Besonders eine Klientel leidet unter dem Korsett der vollstandardisierten Lehrerbildung: Theorieaffine Studierende, die als gelassene Freigeister und Individualisten wenig Sinn für Hamsterradbetrieb und Totalkontrolle mitbringen, stattdessen ein hohes Maß an Entfaltung und Eigensinn benötigen. Ihnen muss man nicht ständig mit den Lehrformeln einer kaum existenten, aber eifrig behaupteten „richtigen" Praxis begegnen, sondern lernen, sie als erwachsene Menschen ernst zu nehmen.

Zu den kuriosen Eigenarten der Lehrerausbildung gehört es ja, dass man sie selbst in der Form einer Schule veranstaltet. Typisch ist für diesen Betrieb, dass inzwischen niemand mehr auf die Gattung der selbstbewussten und kritischen Nachdenker eingestellt scheint und hierfür in Zukunft noch weniger Bereitschaft zu erwarten sein dürfte.

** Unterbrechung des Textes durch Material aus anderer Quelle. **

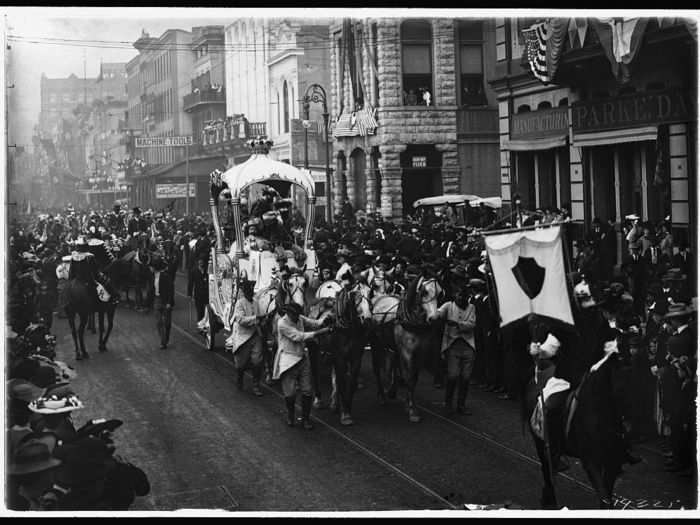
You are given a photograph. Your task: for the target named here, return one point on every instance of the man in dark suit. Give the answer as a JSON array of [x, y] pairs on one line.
[[636, 269], [164, 294], [679, 388]]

Statt wissenschaftlichen Tiefgang fortwährend dem diffusen Dogma der Praxisnähe preiszugeben, könnte es lohnen, mehr Interesse für einen souveränen und akademisch leistungsstarken Lehrernachwuchs aufzubringen, dem intellektueller Selbstanspruch mehr bedeutet als die Sehnsucht nach Haltegeländer und klaren Ansagen.

Dazu braucht man gerade nicht die Zauberkoffer der pädagogischen Modetrends, sondern vor allem mehr Freiraum, Ruhe und Vertrauen. Es gibt nicht wenige Anzeichen dafür, dass diese Dinge dem gegenwärtigen Nachwuchs weitestgehend erspart bleiben. Nur: kann man dann ernsthaft noch die viel gerühmten „Besten" locken?